There’s nothing like having a rug pulled out from under you when you’re barefoot and the floor is cold. When it comes to credit cards in the time of the coronavirus pandemic, such is life.
A recent survey by CompareCards.com found that three in 10 cardholders are relying heavily on their credit cards and in fact using them more than ever since the start of the pandemic. Yet, 25% of credit cardholders polled saw their limit slashed and/or their account closed altogether in the past 30 days.
“Credit card issuers are reducing people’s limits and canceling cards to reduce balance sheet risk and lower their overall liabilities. Since many people are postponing monthly payments due to forbearance allotted during the pandemic, credit card companies have begun to cut available lines of credit to consumers,” explains Adem Selita, CEO of The Debt Relief Co. in Manhattan.

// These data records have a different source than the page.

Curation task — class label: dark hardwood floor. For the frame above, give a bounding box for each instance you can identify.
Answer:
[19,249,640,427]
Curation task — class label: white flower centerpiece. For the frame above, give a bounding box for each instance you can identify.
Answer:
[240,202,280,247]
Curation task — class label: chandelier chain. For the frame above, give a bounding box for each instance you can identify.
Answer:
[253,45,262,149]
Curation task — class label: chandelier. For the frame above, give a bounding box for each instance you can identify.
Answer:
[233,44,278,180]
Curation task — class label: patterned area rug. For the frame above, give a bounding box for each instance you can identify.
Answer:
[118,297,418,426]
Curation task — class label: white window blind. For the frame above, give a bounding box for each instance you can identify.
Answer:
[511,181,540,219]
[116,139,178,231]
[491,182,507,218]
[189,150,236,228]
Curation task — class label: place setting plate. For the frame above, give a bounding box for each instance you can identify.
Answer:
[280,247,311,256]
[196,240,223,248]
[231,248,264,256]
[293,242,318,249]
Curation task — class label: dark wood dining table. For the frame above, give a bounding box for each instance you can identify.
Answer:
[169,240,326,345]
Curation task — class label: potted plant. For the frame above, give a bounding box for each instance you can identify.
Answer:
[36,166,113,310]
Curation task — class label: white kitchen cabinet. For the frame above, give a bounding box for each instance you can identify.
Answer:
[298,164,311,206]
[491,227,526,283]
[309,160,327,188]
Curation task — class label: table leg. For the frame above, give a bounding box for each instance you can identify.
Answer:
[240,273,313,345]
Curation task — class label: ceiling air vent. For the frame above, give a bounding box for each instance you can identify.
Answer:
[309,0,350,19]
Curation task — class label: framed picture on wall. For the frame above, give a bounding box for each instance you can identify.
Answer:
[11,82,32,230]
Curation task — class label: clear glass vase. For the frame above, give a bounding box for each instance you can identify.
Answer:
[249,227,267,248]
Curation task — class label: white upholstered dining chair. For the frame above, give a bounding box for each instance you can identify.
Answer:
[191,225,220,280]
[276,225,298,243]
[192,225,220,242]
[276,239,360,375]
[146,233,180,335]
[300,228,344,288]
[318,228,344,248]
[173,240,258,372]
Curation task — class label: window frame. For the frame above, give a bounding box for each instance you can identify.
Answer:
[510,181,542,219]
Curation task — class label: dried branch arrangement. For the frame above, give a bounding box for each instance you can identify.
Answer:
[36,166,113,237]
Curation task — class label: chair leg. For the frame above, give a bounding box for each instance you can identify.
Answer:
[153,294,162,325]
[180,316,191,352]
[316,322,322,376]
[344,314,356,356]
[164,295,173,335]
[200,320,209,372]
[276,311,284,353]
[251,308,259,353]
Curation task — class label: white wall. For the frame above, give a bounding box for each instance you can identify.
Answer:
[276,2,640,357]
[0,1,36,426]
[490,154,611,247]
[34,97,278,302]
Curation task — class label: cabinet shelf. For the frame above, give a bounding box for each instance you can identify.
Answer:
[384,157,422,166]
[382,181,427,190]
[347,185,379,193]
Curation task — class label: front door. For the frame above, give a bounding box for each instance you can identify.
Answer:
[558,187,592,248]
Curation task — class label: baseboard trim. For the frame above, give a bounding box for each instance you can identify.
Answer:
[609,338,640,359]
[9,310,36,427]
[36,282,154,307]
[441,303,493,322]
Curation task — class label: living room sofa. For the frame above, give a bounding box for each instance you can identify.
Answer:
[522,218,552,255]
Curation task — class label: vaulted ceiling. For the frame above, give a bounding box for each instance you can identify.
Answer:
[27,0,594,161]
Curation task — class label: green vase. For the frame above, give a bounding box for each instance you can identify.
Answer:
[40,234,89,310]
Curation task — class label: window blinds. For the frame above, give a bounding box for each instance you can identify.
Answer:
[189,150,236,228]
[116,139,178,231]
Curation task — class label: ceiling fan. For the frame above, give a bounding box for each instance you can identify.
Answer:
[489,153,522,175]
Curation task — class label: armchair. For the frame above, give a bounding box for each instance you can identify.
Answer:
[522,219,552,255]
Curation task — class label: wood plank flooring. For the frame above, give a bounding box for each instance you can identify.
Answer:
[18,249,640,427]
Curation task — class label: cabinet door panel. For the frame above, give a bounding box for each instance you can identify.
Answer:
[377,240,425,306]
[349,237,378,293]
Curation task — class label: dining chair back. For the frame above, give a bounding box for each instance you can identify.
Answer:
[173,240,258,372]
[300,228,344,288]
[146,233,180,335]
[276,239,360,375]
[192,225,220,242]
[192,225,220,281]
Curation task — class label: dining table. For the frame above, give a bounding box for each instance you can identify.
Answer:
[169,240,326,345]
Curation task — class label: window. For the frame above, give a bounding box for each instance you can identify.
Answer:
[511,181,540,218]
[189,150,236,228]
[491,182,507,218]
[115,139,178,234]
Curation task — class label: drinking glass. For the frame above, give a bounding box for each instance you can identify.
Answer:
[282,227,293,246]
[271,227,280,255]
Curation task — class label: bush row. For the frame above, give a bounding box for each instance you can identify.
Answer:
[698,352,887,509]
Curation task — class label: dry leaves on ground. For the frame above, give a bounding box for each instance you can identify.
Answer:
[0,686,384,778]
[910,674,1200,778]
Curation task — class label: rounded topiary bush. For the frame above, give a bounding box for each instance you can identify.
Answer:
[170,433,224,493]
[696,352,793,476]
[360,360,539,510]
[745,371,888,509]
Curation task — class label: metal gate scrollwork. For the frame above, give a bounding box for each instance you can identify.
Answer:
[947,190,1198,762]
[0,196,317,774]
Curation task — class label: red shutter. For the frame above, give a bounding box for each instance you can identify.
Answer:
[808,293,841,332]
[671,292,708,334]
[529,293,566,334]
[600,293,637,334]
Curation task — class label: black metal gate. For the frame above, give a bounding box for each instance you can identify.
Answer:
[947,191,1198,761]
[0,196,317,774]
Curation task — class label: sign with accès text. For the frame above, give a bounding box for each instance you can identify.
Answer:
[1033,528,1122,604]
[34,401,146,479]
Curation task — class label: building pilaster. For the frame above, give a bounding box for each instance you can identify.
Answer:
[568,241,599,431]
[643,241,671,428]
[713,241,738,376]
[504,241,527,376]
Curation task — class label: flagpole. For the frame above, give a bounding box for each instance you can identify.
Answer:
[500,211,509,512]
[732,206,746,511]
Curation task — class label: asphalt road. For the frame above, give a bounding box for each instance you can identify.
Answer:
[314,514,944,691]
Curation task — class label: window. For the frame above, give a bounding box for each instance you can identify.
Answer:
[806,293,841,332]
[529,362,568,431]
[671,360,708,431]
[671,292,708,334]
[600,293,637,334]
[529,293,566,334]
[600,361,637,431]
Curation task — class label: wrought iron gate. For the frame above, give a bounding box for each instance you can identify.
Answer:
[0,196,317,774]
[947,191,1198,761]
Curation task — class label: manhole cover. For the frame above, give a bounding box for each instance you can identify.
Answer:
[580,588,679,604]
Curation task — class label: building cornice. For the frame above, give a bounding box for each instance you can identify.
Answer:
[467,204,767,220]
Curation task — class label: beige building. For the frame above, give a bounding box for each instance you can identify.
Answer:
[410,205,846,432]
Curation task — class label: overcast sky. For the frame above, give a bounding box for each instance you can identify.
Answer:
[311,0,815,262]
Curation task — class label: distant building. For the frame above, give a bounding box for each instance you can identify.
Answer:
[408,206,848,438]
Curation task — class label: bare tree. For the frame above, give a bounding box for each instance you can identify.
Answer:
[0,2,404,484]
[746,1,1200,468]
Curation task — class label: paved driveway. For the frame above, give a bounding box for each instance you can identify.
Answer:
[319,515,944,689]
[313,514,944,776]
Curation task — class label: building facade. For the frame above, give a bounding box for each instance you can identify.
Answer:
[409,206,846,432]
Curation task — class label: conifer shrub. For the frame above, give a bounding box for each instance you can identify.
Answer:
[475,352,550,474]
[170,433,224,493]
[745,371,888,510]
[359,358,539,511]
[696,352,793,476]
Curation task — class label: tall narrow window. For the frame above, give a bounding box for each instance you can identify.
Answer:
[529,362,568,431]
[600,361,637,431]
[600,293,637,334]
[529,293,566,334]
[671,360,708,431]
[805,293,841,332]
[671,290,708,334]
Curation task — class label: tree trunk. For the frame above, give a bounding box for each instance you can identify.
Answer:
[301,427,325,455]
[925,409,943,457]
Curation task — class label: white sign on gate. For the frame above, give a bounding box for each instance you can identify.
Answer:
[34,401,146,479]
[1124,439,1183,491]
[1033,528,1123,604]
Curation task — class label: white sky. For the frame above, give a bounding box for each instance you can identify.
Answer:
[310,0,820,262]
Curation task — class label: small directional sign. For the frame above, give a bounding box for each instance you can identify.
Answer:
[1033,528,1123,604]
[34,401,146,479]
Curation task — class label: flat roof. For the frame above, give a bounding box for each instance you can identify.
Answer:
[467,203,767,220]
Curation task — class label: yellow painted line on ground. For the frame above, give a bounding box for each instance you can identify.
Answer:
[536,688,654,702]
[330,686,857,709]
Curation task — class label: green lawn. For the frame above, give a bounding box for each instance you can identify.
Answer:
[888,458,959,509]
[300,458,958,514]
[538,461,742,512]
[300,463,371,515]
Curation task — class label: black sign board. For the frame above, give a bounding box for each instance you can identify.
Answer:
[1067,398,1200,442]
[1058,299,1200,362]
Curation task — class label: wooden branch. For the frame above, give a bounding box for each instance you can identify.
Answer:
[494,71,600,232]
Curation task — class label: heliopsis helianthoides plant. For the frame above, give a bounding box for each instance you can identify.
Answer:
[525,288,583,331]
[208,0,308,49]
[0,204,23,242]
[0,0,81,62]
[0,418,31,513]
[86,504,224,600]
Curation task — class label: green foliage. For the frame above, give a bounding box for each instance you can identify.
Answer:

An uncertain job market impacts credit card issuers’ underwriting, and because there are so many unknowns with unemployment fluctuating so much, issuers are finding it difficult to assess risk and are tightening their lending as a result, says Gannesh Bharadhwaj, general manager of credit cards at Credit Karma in San Francisco.
In other words, they’re looking out for No. 1. So where does this leave you?
Who’s a target?
Borrowers who are likely to be impacted the most by these stricter lending requirements are subprime (those with credit scores between 580-619) and near-prime borrowers (those with credit scores between 620-659), according to Bharadhwaj.
“Although these borrowers pose the biggest risk for lenders, those with good credit scores may also be impacted because of the lack of visibility into unemployment. Credit bureaus do not score on income so not knowing if a consumer has cash flow creates a blind spot for issuers,” says Bharadhwaj.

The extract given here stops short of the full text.